Parameter Settings: For our method, we set dictionary size \(K=512\), and sparse level \(T_0=5\) for each domain.

Results: The average recognition rate is reported in Figs. 3 and 4 for unsupervised and supervised settings respectively. It is seen that the baseline BOW has the lowest recognition rate, all domain adaptation methods improve accuracy over it.
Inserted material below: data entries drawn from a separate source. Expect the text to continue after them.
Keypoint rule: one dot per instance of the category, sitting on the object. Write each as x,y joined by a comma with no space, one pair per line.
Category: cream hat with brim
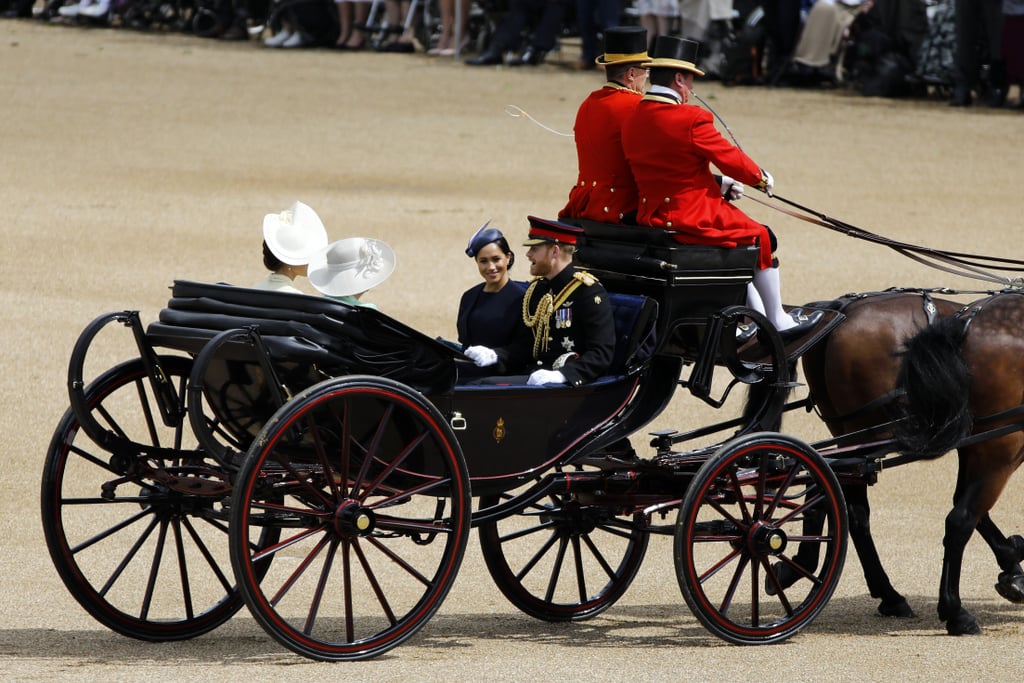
294,235
350,266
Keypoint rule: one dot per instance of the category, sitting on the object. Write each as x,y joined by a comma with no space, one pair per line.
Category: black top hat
675,52
624,44
544,231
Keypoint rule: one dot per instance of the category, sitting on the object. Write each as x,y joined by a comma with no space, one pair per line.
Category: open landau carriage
320,464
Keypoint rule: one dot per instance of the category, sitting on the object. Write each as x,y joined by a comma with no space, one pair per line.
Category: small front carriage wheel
743,513
139,536
367,486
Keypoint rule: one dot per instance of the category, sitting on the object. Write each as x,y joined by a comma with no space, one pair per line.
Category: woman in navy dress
491,313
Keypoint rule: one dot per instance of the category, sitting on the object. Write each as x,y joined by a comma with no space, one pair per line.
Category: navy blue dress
491,318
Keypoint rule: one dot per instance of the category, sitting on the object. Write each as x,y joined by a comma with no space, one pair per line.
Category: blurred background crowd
970,52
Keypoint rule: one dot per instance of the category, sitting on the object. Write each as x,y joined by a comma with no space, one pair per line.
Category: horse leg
960,526
892,603
1009,553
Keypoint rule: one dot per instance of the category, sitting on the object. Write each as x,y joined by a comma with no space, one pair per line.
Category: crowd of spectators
970,51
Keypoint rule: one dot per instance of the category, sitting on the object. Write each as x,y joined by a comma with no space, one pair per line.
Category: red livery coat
605,189
670,147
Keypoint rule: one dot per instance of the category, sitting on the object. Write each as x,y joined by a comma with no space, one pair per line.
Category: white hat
294,235
350,266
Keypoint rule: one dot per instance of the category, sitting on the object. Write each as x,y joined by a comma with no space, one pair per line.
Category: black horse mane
935,411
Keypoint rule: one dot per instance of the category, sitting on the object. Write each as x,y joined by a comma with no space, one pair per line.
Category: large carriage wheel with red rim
368,488
743,514
560,559
136,527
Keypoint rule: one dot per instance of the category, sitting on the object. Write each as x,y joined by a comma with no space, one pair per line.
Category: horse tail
935,380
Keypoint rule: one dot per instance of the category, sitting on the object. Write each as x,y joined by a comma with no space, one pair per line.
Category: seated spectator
567,334
346,269
290,240
1013,46
308,24
656,16
400,36
543,18
593,17
445,42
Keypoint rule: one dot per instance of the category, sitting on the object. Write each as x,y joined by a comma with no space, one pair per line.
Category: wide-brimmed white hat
350,266
294,235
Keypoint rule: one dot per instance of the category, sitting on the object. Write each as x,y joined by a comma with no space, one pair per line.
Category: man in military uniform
567,334
670,146
605,190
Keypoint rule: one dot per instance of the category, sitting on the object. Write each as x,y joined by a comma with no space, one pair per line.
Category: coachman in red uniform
605,190
670,146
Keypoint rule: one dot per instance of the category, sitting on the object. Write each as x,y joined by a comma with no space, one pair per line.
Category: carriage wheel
559,560
139,555
374,516
743,511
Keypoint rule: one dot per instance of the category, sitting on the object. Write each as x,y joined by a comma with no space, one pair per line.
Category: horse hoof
1011,587
899,608
964,625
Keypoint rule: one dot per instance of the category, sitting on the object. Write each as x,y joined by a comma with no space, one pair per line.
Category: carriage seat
634,317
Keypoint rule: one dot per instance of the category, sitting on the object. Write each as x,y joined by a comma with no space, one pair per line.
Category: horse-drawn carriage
320,464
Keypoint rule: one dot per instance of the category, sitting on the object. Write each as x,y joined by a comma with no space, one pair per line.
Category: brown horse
852,378
962,376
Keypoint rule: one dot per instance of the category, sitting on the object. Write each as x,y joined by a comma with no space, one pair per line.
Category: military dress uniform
567,326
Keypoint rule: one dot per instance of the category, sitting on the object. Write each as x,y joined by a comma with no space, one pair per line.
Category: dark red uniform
605,189
670,147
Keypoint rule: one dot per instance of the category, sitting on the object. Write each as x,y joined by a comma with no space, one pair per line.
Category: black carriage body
663,294
690,283
323,426
507,433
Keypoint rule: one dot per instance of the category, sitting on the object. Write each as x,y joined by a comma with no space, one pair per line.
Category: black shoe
996,97
745,332
529,57
487,58
805,323
962,96
235,32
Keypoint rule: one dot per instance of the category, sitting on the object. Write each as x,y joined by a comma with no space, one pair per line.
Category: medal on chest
563,317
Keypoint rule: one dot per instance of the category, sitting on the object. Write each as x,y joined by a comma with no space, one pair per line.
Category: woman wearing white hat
348,268
290,239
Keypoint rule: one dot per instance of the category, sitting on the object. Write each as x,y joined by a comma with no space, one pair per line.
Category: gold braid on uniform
540,322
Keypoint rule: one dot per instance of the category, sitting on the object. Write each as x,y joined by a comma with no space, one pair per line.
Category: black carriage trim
336,337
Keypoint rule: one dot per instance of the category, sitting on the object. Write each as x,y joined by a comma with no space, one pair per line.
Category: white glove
731,189
546,377
481,355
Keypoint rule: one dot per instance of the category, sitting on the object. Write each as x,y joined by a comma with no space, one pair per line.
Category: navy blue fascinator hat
483,237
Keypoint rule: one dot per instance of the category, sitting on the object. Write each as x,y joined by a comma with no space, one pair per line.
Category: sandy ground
129,160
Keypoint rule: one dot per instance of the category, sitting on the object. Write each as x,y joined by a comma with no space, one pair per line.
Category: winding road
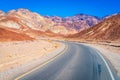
78,62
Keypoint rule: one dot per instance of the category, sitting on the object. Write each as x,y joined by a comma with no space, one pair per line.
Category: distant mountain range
106,30
33,25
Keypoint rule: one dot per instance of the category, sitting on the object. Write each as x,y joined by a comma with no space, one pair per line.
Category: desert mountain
8,35
78,22
33,24
107,30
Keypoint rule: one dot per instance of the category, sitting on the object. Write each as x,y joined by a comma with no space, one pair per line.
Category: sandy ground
111,51
16,56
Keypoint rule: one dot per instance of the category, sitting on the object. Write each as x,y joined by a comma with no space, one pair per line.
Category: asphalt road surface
78,62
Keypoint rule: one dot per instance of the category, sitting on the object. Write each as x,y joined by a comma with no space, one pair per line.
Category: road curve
79,62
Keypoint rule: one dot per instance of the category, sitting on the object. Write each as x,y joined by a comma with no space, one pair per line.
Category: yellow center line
45,63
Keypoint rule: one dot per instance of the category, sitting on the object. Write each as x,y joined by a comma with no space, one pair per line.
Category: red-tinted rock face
78,22
108,29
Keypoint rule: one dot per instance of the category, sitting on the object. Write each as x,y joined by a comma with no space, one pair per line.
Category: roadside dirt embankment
17,58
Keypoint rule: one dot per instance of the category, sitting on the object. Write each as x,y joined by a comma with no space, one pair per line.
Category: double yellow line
45,63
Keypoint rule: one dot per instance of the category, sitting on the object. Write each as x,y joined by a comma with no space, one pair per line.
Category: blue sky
64,8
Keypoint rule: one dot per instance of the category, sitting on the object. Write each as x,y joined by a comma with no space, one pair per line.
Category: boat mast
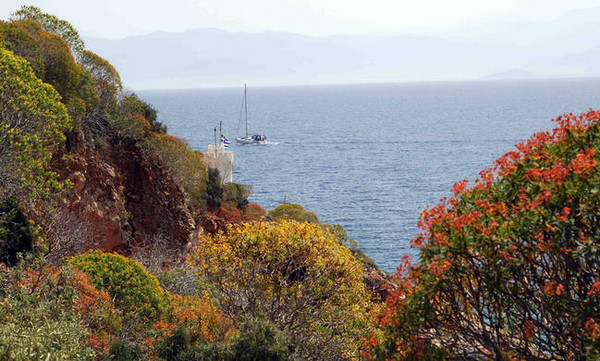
246,105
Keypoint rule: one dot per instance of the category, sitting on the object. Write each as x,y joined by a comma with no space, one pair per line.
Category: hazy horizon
218,44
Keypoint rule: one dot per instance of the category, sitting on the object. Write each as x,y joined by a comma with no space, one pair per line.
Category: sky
115,19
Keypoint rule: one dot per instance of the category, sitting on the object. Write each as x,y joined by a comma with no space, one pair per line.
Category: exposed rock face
123,197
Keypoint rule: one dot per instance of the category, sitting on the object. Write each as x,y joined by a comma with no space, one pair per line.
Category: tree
509,266
214,189
33,123
52,24
136,292
106,78
15,232
297,276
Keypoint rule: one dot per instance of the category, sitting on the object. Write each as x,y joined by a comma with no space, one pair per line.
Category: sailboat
254,138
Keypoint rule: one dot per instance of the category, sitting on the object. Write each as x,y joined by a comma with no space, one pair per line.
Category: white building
220,158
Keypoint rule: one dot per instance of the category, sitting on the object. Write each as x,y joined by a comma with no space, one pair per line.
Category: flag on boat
224,141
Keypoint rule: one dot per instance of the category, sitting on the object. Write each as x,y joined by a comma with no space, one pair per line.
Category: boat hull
250,141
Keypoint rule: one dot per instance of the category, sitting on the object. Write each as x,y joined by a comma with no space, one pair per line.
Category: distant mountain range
566,47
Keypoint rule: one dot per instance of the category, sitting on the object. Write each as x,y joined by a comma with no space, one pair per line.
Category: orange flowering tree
509,266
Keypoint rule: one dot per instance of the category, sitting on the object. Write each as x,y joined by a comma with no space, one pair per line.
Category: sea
371,157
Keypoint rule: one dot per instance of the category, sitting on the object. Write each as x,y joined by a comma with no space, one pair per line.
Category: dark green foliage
211,351
173,347
292,211
152,116
237,193
52,24
260,340
15,232
214,189
124,351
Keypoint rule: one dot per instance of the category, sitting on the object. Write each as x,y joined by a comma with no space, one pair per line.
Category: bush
32,127
297,275
15,232
214,189
172,347
37,318
237,194
260,340
135,292
509,266
292,211
122,350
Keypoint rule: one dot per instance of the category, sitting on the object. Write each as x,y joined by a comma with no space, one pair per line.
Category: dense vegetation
285,289
508,270
508,267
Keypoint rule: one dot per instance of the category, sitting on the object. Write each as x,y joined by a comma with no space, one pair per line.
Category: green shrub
260,340
37,318
122,350
172,347
214,189
15,231
136,292
237,194
292,211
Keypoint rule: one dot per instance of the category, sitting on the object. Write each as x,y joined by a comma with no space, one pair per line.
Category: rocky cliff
122,197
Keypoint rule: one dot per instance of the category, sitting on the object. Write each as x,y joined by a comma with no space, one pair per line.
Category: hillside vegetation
117,242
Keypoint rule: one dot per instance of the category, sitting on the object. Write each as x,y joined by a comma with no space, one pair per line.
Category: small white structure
218,157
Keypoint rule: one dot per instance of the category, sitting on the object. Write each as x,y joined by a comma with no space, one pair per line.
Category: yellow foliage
297,275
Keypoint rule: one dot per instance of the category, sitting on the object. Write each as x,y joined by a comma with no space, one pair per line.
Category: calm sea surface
371,157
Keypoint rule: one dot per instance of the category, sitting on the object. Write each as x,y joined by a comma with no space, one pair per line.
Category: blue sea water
372,157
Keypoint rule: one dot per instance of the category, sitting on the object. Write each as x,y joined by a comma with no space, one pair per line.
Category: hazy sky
121,18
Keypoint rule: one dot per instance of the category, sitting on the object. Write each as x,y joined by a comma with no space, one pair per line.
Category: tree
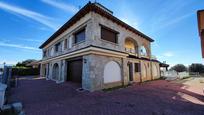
196,68
179,68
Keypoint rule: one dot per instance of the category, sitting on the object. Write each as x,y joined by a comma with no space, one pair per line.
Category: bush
23,71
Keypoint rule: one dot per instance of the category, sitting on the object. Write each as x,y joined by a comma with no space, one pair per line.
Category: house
97,50
200,15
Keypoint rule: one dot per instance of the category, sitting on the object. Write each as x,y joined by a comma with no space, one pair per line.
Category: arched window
112,72
143,51
144,70
131,45
55,71
154,71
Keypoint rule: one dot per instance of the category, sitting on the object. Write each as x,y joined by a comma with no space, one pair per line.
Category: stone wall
95,65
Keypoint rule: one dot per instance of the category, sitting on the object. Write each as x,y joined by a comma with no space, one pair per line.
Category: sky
26,24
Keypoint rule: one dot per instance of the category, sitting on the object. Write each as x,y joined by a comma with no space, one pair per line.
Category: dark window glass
80,36
57,47
109,35
137,67
65,44
44,53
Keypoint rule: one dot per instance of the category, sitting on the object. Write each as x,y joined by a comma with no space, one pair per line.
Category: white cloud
31,40
174,21
168,54
18,46
45,20
132,23
60,5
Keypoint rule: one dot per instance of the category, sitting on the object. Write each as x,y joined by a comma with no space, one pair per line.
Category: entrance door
75,70
130,71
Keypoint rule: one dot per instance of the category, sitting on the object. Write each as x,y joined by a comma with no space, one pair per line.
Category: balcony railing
131,51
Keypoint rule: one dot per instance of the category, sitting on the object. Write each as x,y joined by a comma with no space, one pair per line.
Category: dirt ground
160,97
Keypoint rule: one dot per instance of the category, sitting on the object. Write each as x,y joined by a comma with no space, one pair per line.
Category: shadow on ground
41,97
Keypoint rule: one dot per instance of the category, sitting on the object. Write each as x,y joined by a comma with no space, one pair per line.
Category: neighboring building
99,51
200,14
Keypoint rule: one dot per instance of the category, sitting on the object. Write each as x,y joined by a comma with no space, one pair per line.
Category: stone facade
98,54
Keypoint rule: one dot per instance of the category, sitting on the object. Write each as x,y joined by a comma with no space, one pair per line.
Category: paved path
41,97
Furthermore, GFK [20] based method clearly outperforms Metric [39] and SGF [19]. Overall, our method consistently demonstrates better performance over all methods except for one pair of source and target combination a little less than GFK [20] in the unsupervised setting.

4 Conclusions

In this paper, we presented a fully unsupervised domain adaptation dictionary learning method to jointly learning domain dictionaries by capturing the relationship between the source and target domain in the original data space. We evaluated our method on publicly available datasets and obtain improved performance upon the state of the art.